In the Latin Church, due to its size and because of its mandatory implementation in Latin, the Liturgy of the Hours lived on almost exclusively as a prayer for religious and clergymen ( “Breviary Prayer” ) until the Second Vatican Council . In the 16th century a cross breviary was in use for several decades , which was specially tailored to the prayer of the individual cleric. Pope Pius V banned it with the introduction of the Breviarium Romanum in 1568, but it strongly influenced the Anglican Book of Common Prayer . Pope Pius X undertook a thorough reform of the breviary in 1911.

For laypeople - including lay brothers and converseers in the monasteries who are ignorant of reading and Latin, as well as the sisters who have been active in charitable sister congregations in modern times - alternative forms were formed, such as the Officium beatae Mariae virginis , which then prayed the rosary up to three times a day Ave Maria repeated 150 times or praying the Angelus in the morning, at noon and in the evening.

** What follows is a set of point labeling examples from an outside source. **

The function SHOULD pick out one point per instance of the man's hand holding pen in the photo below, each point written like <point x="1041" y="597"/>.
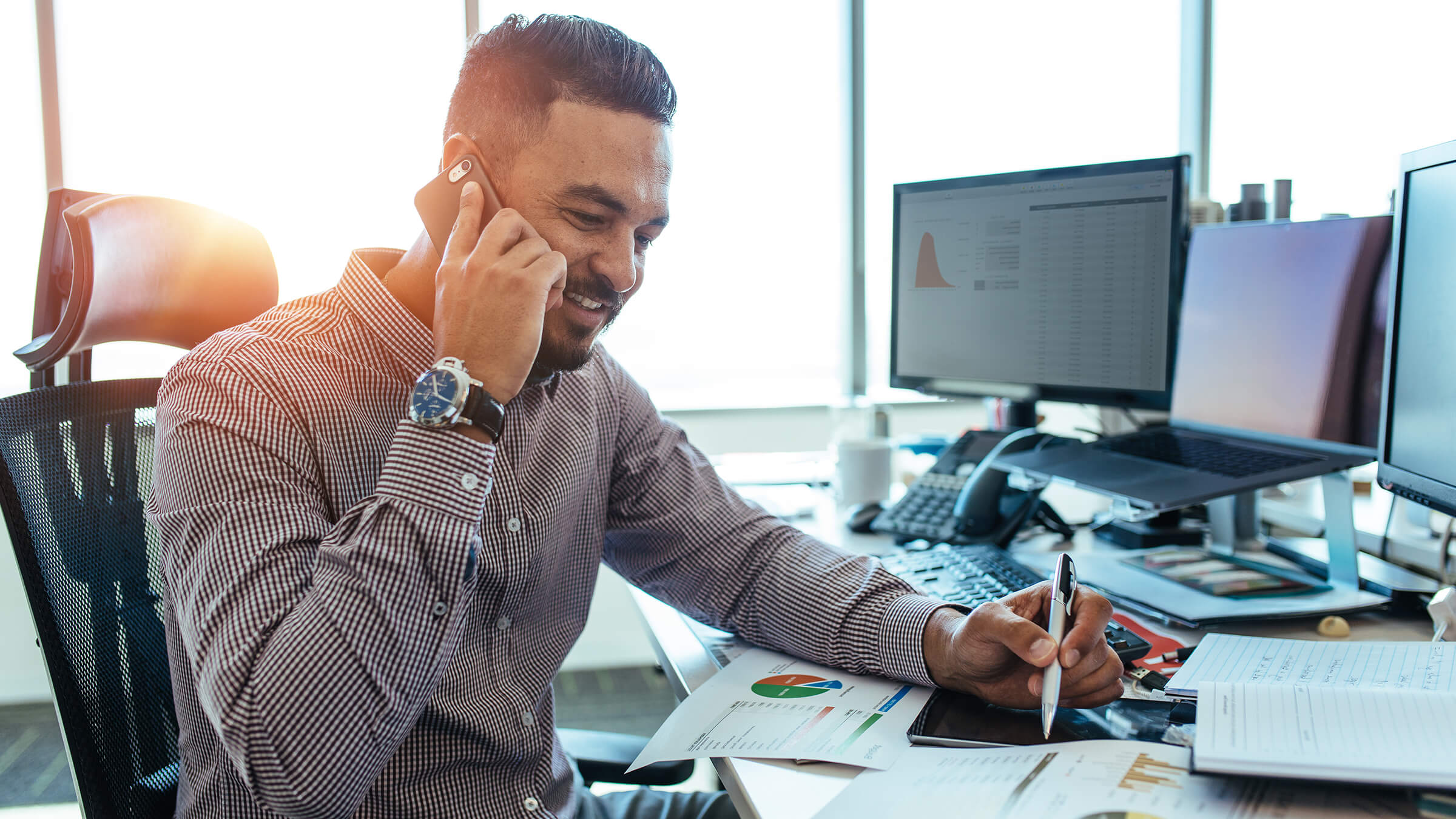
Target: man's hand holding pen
<point x="999" y="650"/>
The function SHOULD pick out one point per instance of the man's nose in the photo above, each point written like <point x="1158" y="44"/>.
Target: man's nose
<point x="618" y="264"/>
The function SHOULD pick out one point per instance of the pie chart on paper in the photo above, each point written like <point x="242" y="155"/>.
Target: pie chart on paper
<point x="790" y="686"/>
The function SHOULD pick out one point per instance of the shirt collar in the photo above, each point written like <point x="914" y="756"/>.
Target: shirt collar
<point x="410" y="343"/>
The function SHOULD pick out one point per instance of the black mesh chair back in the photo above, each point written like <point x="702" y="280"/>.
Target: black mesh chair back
<point x="76" y="470"/>
<point x="75" y="476"/>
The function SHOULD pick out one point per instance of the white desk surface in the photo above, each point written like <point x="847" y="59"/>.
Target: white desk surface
<point x="785" y="790"/>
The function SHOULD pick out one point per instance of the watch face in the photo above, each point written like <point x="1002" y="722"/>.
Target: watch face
<point x="434" y="397"/>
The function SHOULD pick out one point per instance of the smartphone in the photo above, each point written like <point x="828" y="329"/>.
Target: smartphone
<point x="962" y="720"/>
<point x="439" y="203"/>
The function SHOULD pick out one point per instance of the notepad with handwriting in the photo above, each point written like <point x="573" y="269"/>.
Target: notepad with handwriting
<point x="1387" y="736"/>
<point x="1229" y="658"/>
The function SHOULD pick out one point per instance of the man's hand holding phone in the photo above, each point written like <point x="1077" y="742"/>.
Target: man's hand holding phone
<point x="493" y="291"/>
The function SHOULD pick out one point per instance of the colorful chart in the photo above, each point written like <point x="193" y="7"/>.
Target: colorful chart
<point x="788" y="686"/>
<point x="1148" y="774"/>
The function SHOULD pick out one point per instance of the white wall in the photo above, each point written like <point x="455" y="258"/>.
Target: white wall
<point x="22" y="673"/>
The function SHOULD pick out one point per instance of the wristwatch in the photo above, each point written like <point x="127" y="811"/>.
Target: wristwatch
<point x="446" y="396"/>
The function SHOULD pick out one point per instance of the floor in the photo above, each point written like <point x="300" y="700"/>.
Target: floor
<point x="35" y="781"/>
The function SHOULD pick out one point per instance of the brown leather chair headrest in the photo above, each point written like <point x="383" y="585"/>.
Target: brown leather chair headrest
<point x="149" y="269"/>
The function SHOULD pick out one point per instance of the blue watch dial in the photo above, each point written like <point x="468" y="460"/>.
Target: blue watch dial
<point x="434" y="394"/>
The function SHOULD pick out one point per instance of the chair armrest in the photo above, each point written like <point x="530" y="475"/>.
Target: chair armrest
<point x="603" y="757"/>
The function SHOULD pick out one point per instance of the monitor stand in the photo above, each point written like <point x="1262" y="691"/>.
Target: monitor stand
<point x="1165" y="530"/>
<point x="1021" y="414"/>
<point x="1235" y="522"/>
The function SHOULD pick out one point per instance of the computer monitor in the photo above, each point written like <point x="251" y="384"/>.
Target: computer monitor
<point x="1057" y="285"/>
<point x="1417" y="435"/>
<point x="1276" y="320"/>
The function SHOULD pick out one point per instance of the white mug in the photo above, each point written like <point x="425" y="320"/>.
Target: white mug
<point x="863" y="470"/>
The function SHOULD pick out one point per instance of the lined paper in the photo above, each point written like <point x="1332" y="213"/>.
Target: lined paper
<point x="1358" y="735"/>
<point x="1229" y="658"/>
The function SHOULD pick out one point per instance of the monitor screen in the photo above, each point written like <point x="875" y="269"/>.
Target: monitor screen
<point x="1276" y="320"/>
<point x="1056" y="285"/>
<point x="1420" y="436"/>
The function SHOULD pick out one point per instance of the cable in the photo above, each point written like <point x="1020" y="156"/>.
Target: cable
<point x="1445" y="551"/>
<point x="1385" y="537"/>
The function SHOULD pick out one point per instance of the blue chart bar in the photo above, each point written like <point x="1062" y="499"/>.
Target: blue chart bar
<point x="893" y="700"/>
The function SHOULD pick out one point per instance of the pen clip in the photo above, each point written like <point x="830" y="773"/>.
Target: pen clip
<point x="1067" y="582"/>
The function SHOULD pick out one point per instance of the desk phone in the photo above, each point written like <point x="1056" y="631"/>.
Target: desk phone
<point x="963" y="500"/>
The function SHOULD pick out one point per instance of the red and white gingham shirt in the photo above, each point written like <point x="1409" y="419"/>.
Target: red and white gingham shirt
<point x="365" y="617"/>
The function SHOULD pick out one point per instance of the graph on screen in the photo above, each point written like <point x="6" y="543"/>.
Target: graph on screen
<point x="926" y="267"/>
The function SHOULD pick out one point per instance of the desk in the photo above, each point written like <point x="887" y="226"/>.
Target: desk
<point x="785" y="790"/>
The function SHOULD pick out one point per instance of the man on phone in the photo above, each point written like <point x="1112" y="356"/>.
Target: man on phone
<point x="383" y="508"/>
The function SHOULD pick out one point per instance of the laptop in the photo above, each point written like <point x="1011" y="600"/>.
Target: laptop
<point x="1269" y="369"/>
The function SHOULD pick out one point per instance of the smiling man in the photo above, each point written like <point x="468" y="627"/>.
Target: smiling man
<point x="383" y="508"/>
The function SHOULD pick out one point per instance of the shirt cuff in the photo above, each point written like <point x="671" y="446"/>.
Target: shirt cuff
<point x="902" y="635"/>
<point x="440" y="470"/>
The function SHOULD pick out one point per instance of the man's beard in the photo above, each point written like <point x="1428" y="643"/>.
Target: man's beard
<point x="570" y="354"/>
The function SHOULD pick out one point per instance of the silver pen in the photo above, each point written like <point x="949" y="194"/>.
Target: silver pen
<point x="1063" y="589"/>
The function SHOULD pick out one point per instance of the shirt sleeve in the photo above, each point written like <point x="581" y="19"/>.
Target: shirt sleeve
<point x="299" y="621"/>
<point x="681" y="534"/>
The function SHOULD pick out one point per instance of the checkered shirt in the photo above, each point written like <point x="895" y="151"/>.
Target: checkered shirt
<point x="365" y="615"/>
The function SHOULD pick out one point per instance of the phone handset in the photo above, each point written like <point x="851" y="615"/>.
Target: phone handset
<point x="988" y="510"/>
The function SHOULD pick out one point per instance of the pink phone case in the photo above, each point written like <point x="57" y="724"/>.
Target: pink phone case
<point x="439" y="203"/>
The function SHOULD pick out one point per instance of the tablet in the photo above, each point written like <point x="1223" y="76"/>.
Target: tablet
<point x="962" y="720"/>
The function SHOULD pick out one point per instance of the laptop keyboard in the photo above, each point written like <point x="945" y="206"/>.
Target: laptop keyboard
<point x="972" y="576"/>
<point x="1206" y="455"/>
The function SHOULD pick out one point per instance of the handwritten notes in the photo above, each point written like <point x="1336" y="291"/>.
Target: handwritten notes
<point x="1228" y="658"/>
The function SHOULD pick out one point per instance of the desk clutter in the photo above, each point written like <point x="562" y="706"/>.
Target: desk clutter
<point x="1272" y="722"/>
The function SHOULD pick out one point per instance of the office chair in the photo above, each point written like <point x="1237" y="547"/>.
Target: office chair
<point x="76" y="471"/>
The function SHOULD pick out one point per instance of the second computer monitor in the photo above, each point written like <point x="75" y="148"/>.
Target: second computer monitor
<point x="1056" y="285"/>
<point x="1276" y="328"/>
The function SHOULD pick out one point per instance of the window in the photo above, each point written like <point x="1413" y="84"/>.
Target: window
<point x="315" y="123"/>
<point x="959" y="89"/>
<point x="1329" y="95"/>
<point x="743" y="301"/>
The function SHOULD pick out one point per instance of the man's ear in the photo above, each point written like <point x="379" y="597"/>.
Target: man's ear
<point x="460" y="145"/>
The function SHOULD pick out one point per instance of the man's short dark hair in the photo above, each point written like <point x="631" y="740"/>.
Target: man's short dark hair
<point x="516" y="70"/>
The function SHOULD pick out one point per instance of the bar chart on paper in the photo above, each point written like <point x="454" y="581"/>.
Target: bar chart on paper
<point x="1084" y="780"/>
<point x="765" y="706"/>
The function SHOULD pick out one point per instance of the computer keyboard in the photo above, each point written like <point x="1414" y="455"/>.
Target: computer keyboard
<point x="1206" y="455"/>
<point x="972" y="576"/>
<point x="925" y="508"/>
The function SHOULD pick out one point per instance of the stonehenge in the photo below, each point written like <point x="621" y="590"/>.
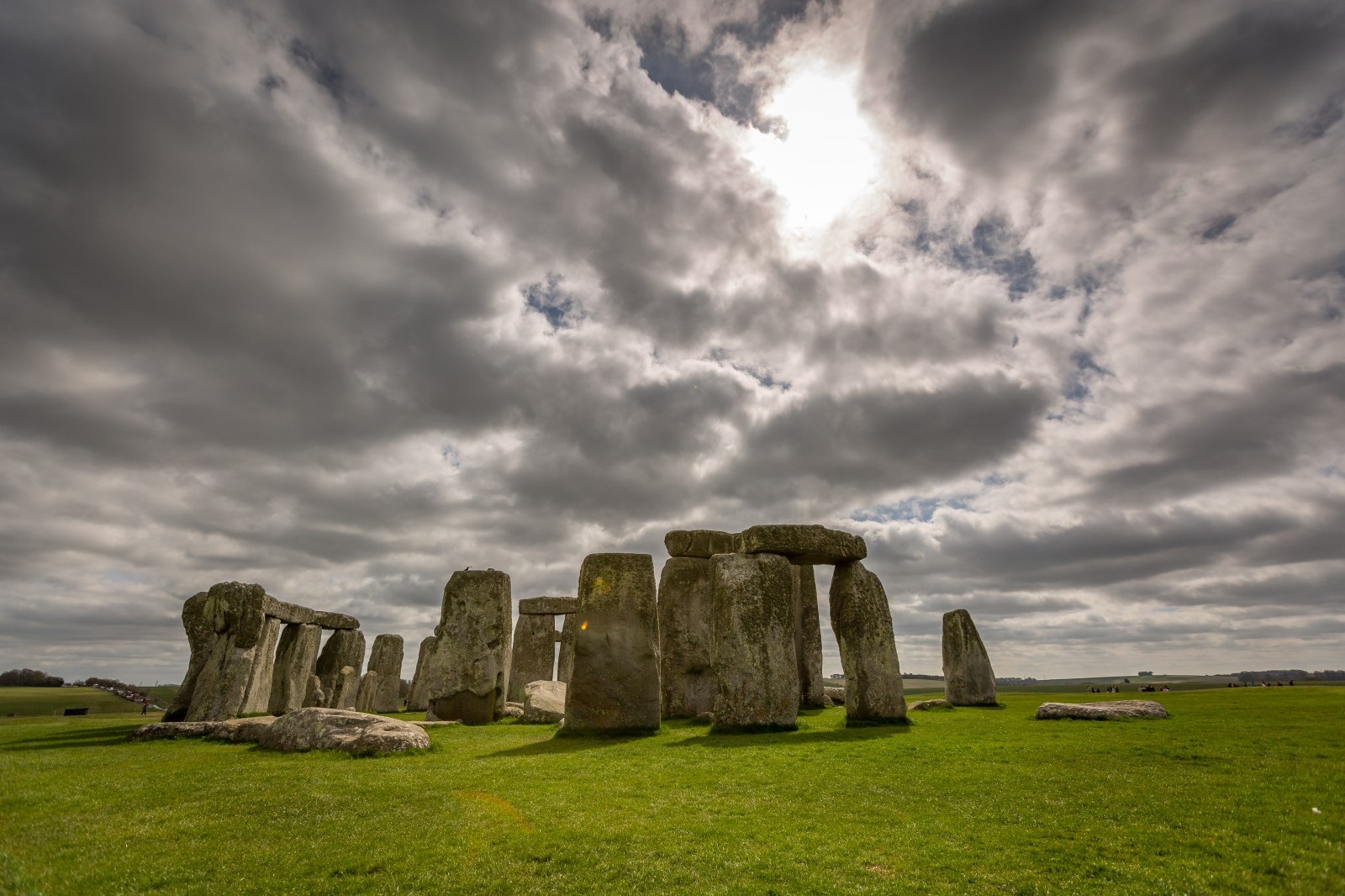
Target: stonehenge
<point x="466" y="674"/>
<point x="233" y="630"/>
<point x="614" y="685"/>
<point x="862" y="626"/>
<point x="757" y="669"/>
<point x="968" y="680"/>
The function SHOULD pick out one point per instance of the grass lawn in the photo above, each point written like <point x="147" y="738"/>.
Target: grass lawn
<point x="1216" y="799"/>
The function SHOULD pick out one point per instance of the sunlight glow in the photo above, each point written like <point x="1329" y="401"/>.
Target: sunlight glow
<point x="827" y="156"/>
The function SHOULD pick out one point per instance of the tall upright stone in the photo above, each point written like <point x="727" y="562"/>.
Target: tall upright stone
<point x="387" y="660"/>
<point x="757" y="665"/>
<point x="614" y="687"/>
<point x="565" y="660"/>
<point x="968" y="677"/>
<point x="466" y="678"/>
<point x="296" y="658"/>
<point x="345" y="647"/>
<point x="862" y="623"/>
<point x="535" y="653"/>
<point x="416" y="701"/>
<point x="257" y="697"/>
<point x="807" y="633"/>
<point x="686" y="635"/>
<point x="201" y="640"/>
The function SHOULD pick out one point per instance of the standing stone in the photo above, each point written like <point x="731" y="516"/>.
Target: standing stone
<point x="686" y="636"/>
<point x="346" y="689"/>
<point x="807" y="638"/>
<point x="757" y="667"/>
<point x="296" y="658"/>
<point x="387" y="660"/>
<point x="565" y="662"/>
<point x="367" y="696"/>
<point x="257" y="697"/>
<point x="615" y="681"/>
<point x="416" y="701"/>
<point x="466" y="678"/>
<point x="345" y="647"/>
<point x="535" y="653"/>
<point x="968" y="677"/>
<point x="201" y="638"/>
<point x="862" y="623"/>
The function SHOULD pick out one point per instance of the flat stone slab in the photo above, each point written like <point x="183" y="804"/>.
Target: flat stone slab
<point x="1105" y="710"/>
<point x="804" y="546"/>
<point x="548" y="606"/>
<point x="930" y="704"/>
<point x="699" y="542"/>
<point x="319" y="728"/>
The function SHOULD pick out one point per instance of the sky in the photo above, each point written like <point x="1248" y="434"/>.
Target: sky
<point x="1042" y="298"/>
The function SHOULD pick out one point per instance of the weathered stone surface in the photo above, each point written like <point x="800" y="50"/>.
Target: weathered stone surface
<point x="565" y="660"/>
<point x="466" y="677"/>
<point x="260" y="683"/>
<point x="807" y="636"/>
<point x="968" y="680"/>
<point x="320" y="728"/>
<point x="295" y="662"/>
<point x="757" y="667"/>
<point x="615" y="680"/>
<point x="367" y="693"/>
<point x="242" y="730"/>
<point x="345" y="647"/>
<point x="416" y="701"/>
<point x="548" y="606"/>
<point x="201" y="638"/>
<point x="862" y="623"/>
<point x="1105" y="710"/>
<point x="686" y="636"/>
<point x="804" y="546"/>
<point x="544" y="703"/>
<point x="168" y="730"/>
<point x="387" y="660"/>
<point x="535" y="653"/>
<point x="931" y="704"/>
<point x="347" y="689"/>
<point x="699" y="542"/>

In the course of the liturgical reform of the Second Vatican Council , with the entry into force of the Editio typica Liturgia Horarum iuxta ritum Romanum by the Apostolic Constitution Laudis canticum on November 1, 1970, the scope of the Liturgy of the Hours in the Catholic Church was considerably reduced. Today, five to six times of prayer ( Laudes , optionally one of the small hours , Vespers , Compline and the reading chamber ) are prayed and the psalms (with a few omissions, such as the so-called curse psalms ) in the Roman book of hours are distributed over a cycle of four weeks ( Four-week psalter ). In addition, the Liturgy of the Hours can be celebrated in the national language.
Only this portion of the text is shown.